ROC (Receiver Operating Characteristic) is another commonly used evaluation metric for the evaluation of classifiers. Three ROC variants exist in DL4J:

- ROC - for single binary label (as a single column probability, or 2 column ‘softmax’ probability distribution).
- ROCBinary - for multiple binary labels
- ROCMultiClass - for evaluation of non-binary classifiers, using a “one vs. all” approach

These classes have the ability to calculate the area under ROC curve (AUROC) and area under Precision-Recall curve (AUPRC), via the `calculateAUC()`

and `calculateAUPRC()`

methods. Furthermore, the ROC and Precision-Recall curves can be obtained using `getRocCurve()`

and `getPrecisionRecallCurve()`

.

The ROC and Precision-Recall curves can be exported to HTML for viewing using: `EvaluationTools.exportRocChartsToHtmlFile(ROC, File)`

, which will export a HTML file with both ROC and P-R curves, that can be viewed in a browser.

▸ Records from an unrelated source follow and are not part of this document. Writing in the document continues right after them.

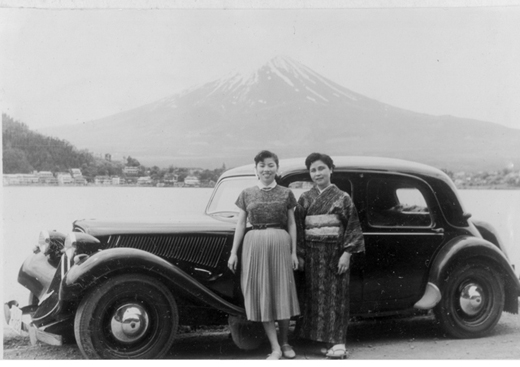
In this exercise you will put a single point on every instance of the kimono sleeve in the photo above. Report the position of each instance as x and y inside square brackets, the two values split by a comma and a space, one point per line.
[353, 240]
[299, 215]
[241, 201]
[291, 200]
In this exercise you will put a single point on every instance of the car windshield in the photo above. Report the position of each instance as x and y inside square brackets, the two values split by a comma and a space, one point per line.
[222, 203]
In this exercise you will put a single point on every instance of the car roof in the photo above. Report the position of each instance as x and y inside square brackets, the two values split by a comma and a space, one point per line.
[348, 163]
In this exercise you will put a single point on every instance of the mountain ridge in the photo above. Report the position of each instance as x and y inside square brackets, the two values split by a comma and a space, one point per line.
[287, 107]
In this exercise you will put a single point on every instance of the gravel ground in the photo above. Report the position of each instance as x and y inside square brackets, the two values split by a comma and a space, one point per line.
[401, 339]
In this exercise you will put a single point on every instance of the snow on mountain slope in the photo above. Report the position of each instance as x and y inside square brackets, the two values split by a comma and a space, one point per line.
[285, 106]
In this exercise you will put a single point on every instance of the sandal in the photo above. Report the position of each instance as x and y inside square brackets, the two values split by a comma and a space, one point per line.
[339, 353]
[275, 355]
[288, 352]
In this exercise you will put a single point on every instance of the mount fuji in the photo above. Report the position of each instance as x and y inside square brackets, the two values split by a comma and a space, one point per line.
[286, 107]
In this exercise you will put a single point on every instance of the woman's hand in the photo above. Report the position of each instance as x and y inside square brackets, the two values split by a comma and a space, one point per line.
[294, 259]
[232, 263]
[344, 263]
[301, 263]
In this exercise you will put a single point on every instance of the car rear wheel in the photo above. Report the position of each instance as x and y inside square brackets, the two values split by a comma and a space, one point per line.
[472, 301]
[128, 316]
[246, 335]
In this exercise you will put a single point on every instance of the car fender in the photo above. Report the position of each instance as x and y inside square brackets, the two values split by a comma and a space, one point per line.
[98, 267]
[462, 249]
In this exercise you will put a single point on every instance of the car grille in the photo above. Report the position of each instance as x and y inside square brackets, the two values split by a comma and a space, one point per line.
[200, 250]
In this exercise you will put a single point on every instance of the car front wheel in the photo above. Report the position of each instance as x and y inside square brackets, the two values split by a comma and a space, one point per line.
[128, 316]
[472, 301]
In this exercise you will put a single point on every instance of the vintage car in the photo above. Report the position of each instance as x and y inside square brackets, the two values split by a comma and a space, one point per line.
[122, 288]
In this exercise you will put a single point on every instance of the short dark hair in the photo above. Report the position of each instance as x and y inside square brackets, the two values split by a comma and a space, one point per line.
[266, 154]
[313, 157]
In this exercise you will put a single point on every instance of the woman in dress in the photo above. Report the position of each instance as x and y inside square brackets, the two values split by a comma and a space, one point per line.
[328, 234]
[268, 254]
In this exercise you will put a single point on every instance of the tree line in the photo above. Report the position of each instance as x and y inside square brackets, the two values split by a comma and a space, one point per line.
[25, 151]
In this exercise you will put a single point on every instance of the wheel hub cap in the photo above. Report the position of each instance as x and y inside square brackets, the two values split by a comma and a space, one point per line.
[129, 323]
[471, 300]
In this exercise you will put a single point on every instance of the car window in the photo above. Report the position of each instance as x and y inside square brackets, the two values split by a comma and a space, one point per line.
[226, 194]
[396, 203]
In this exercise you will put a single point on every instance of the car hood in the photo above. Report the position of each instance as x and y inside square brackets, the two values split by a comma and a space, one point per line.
[162, 225]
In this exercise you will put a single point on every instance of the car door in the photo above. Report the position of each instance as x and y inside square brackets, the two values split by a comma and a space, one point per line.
[401, 236]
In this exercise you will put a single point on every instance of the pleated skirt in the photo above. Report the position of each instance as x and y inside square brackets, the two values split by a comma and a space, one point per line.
[267, 277]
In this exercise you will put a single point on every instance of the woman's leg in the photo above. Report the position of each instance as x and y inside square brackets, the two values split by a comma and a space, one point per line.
[284, 331]
[270, 330]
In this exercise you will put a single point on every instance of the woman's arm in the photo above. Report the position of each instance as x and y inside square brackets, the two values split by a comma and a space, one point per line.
[299, 217]
[237, 240]
[291, 227]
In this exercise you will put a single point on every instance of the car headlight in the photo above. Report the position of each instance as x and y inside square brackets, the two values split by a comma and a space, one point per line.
[44, 241]
[78, 243]
[70, 245]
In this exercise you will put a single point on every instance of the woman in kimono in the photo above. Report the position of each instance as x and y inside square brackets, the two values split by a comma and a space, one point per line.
[268, 254]
[328, 234]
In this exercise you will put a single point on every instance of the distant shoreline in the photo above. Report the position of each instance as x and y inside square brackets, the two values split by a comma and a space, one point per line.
[483, 187]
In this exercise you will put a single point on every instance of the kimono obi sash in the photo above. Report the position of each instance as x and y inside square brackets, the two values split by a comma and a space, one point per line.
[323, 228]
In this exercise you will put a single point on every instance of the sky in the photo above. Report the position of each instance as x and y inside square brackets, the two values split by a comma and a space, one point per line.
[68, 66]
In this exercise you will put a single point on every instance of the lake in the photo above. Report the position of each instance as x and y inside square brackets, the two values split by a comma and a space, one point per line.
[28, 210]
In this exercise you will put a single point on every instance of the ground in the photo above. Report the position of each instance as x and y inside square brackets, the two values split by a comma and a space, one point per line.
[416, 338]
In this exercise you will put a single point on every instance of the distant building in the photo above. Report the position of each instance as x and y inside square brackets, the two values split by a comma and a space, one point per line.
[64, 178]
[47, 178]
[145, 180]
[102, 180]
[191, 181]
[128, 170]
[170, 179]
[78, 176]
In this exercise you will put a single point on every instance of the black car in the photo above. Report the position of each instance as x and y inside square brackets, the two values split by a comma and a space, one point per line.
[121, 289]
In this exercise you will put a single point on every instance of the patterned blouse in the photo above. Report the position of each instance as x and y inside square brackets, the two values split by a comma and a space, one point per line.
[267, 207]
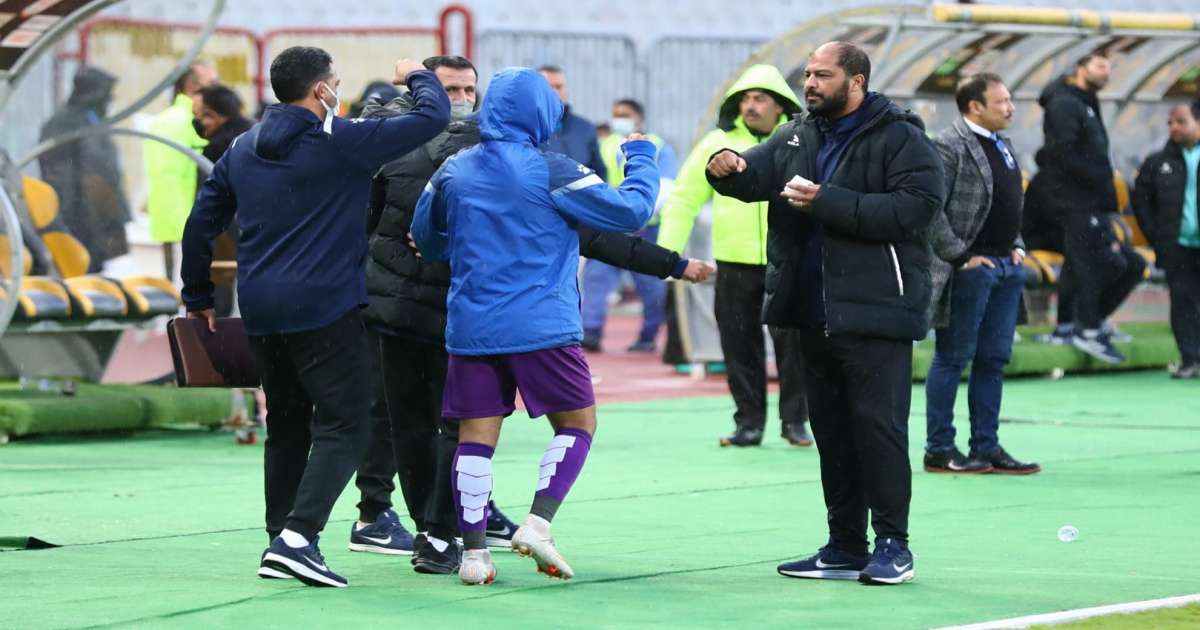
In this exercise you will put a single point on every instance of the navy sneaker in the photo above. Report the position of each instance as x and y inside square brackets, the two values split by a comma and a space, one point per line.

Note that all three support two modes of operation/calculation

- Thresholded (approximate AUROC/AUPRC calculation, no memory issues)
- Exact (exact AUROC/AUPRC calculation, but can require large amount of memory with very large datasets - i.e., datasets with many millions of examples)

The number of bins can be set using the constructors. Exact can be set using the default constructor `new ROC()`

or explicitly using `new ROC(0)`

See ROCBinary JavaDoc is used to evaluate Binary Classifiers.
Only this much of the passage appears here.